Hoy ha fenecido silenciosamente el Cuenca . Sin una despedida. Sin un réquiem. Sin nostalgias. Sin suspiros ni quejas. Pero, los que hicimos de él una auténtica segunda casa, sabemos que, con su cierre, se ha muerto una etapa de la vida cultural de la ciudad. Porque el Cuenca fue el cine por antonomasia, el cine en el que conocimos el cinemascope, las películas en tercera dimensión, las superproducciones a lo Cecil B, de Mille, el centro de encuentro de todas las edades y niveles sociales y económicos para ver las Estampas Quiteñas del Omoto Albán, los recitales de Bertha Singerman o el Indio Duarte, las magia de Fassman, las canciones de los Miño Naranjo, el Cuenca con su muy original galería baja, para acceder a la cual tuvimos que inventarnos el verbo “riguear” ( no se compraba la entrada en la taquilla sino que la mitad de su precio ¡ un sucre¡ se la depositaba con mucho tacto y disimulo en las manos del conserje, Don Rigoberto ).

Es verdad, la ciudad tristona, lenta, pacífica, de pacatas costumbres que se resistía a permitir que se legalicen las discotecas y los hoteles de paso o no permitía que los niños y niñas que carecían de un segundo apellido se inscriban en colegios confesionales o practiquen la danza, ha ido, al paso inexorable de los años y ante el avance arrollador de la tecnología, dejando en el camino muchos de sus espacios, costumbres y actividades más tradicionales y queribles. Es la factura que se debe cancelar en aras del confort y las comodidades de lo moderno. El Cuenca, el ya histórico teatro Cuenca, se convertirá muy pronto en parqueadero de vehículos o en algún centro comercial, pero, de alguna manera persistirá en el recuerdo de los que lo conocieron en sus mejores épocas, aquellas en las que convocaba a sus habitantes ávidos de ingresar en esa mágica fábrica de sueños que es el cine.

“No hay que llorar sobre la leche derramada” dice la sabiduría popular, por eso es preferible asumir con buen humor los cambios, porque no hay duda posible, un pueblo que es capaz de reír de sí mismo, de sus lacras y de sus miserias, es un pueblo vacunado contra todos los males, es un pueblo que no ha perdido la esperanza.
Ese buen humor nos puede permitir observar, registrar y, de alguna manera, decantar los cambios de la aldea conservadora y tradicionalista a ultranza a la pequeña ciudad pluralista y flexible aunque todavía guarde algunos residuos de intolerancia en lo religioso y en lo sexual. .

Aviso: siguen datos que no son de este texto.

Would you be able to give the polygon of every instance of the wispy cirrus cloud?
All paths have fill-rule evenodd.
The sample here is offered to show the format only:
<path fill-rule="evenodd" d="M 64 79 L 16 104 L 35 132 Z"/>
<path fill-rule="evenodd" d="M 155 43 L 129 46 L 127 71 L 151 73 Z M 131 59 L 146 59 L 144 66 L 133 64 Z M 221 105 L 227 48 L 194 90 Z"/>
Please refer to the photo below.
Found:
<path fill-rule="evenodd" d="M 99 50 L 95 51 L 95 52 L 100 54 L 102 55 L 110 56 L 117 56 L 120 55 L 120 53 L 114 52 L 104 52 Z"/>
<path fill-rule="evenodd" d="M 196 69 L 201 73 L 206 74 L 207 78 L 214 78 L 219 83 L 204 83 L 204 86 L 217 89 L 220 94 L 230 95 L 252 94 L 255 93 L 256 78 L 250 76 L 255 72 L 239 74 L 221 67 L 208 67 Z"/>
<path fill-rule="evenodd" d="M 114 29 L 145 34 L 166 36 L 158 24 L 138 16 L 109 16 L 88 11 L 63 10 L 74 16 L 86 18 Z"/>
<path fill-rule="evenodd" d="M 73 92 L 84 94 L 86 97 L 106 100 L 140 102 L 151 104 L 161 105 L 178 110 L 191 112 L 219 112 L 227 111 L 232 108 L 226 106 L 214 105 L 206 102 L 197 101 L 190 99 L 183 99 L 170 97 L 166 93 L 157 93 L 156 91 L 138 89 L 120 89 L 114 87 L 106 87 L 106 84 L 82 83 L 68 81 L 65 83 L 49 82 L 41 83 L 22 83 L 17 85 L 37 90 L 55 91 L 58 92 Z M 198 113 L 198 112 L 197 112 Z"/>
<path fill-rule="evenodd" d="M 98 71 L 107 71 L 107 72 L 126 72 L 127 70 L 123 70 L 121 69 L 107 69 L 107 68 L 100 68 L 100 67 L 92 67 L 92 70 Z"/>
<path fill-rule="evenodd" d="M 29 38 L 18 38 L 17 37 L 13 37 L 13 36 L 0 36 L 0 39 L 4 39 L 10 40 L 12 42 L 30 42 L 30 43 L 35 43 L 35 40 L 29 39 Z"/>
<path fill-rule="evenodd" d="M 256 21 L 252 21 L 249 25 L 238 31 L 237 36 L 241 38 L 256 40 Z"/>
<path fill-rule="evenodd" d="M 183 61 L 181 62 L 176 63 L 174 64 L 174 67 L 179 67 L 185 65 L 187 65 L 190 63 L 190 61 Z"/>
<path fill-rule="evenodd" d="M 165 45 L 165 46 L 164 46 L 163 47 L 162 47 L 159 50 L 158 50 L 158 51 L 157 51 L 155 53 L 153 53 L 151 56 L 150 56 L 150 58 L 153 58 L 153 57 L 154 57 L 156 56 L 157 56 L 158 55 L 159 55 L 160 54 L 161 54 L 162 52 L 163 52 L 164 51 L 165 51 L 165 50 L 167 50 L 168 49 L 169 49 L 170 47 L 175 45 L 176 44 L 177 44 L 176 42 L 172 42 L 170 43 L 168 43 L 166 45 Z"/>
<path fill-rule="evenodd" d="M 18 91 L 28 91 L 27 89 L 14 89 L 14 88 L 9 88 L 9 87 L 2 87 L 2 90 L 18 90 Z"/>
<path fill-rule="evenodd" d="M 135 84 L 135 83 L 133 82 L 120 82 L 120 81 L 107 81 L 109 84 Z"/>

Ese buen humor y la facilidad con la que se juega con los lugares comunes y la colocación de los adjetivos para cambiar el significado, es el que permite afirmar que si bien Cuenca nunca será una ciudad grande, sí puede llegar a ser, una gran ciudad. Y, quizás esto sea verdad, más allá de las zonas muertas, los pasos y los lugares perdidos, en la medida en la que logre conciliar lo tradicional y lo nuevo, lo histórico y lo moderno, el humanismo y la técnica.